Comment sauver ses enfants ? On reconnaît la durée de vie d’un pays à la réponse à cette question. Pas seulement d’ailleurs : dès que cette question est posée, le compte à rebours est déclenché sous la peau. Il reste discret, poli dans sa formule, habillé d’un drapeau ou d’une vantardise, mais il est là. On peut continuer à se mentir mais l’instinct filial reprend le dessus et fait exploser la vérité sous les conjugaisons.

Cette question terrible se pose en Algérie pour chacun depuis quelques années : dans le choix de l’école, du pays, des fruits et légumes, de la vie après l’adolescence. C’est le procès le plus violent fait au nationalisme le plus menteur.
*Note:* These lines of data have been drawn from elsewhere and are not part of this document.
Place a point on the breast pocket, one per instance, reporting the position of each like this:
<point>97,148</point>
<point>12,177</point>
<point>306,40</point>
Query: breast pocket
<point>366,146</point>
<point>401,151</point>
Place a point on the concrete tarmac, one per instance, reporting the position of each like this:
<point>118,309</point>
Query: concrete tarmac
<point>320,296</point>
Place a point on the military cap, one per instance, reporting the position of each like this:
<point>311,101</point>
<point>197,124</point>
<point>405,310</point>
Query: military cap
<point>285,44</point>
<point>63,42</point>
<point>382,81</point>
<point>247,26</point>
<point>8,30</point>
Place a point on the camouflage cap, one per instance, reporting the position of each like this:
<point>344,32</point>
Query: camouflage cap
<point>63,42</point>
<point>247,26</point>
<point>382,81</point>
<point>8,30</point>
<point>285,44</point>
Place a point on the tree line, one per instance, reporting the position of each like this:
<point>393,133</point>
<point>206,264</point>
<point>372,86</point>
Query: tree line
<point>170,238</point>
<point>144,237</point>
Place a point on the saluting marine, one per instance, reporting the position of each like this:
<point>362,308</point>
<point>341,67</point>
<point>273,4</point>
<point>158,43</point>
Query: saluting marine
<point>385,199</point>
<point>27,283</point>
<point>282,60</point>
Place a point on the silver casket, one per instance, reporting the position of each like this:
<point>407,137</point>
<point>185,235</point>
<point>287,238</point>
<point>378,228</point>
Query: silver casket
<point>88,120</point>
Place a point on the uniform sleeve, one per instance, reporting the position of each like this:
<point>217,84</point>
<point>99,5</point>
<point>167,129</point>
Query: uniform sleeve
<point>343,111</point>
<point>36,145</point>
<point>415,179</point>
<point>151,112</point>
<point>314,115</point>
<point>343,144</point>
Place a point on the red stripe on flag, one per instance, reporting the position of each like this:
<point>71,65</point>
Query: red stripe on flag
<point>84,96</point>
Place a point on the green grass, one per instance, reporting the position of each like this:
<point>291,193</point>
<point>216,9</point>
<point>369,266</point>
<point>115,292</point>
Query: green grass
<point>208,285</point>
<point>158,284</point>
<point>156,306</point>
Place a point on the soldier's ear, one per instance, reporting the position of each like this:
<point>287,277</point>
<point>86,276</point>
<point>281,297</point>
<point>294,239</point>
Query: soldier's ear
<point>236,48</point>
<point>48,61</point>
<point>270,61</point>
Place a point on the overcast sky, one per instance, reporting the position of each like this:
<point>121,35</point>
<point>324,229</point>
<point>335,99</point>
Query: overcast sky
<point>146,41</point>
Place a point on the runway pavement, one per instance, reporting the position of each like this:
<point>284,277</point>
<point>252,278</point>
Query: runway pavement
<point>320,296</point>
Chacun y pense, en secret, sous l’unanimisme ambiant. Sauver ses enfants des prêcheurs, des cagoulées en tchador qui conduisent les voitures masquées comme des ombres, des charlatans, de la violence ambiante, des insultes et des herbes mortes. On peut crier à la haine de soi chez le chroniqueur, mais ceux-là mêmes qui s’en font les champions sont les premiers à mettre leurs enfants dans des bulles puis à les exiler pour continuer à clamer l’hymne national et à pendre les différents.

Sauver ses enfants.

C’est la définition avancée par le chroniqueur il y a quelques temps : un pays n’est pas le lieu du drapeau, mais l’endroit où l’on rêve de voir grandir ses propres enfants. Et quand un pays en arrive à discuter uniquement des cuisses des femmes, des réserves de change qui restent à manger et de l’importation de viande pour contrer les rages du ramadan, des fatwas et « imameries », de caméras cachées barbares, c’est qu’on est une réserve, ou un estomac ou une cellule morte et barbelée.

Dure de le dire et l’écrire. La raison ? La vanité est puissante. Le narcissisme des élites est ravageur, la susceptibilité post-coloniale est devenue une pathologie signe de l’asociabilité internationale.

Voilà, il fallait le dire. Crûment : tant qu’on ne veut pas que nos enfants restent ici, grandissent et vivent, nous ne pouvons pas dire que nous avons un pays ou que nous en avons encore un sous la main, le pied et l’échine quand on dort. Tout le reste est blabla, ministère des Moudjahidine, discours lus à la place de Bouteflika, GIA idéologiques et médiatiques, licences de taxi, ANSEJ, mandats à vie et à mort et ablutions pour se laver les mains de ses propres responsabilités.

On peut aussi résoudre le problème en n’ayant aucun enfant. Mais la vie y aura le sens d’un pneu crevé.

On y cèdera à la folie de réclamer des ancêtres à chaque mot et se croire éternel.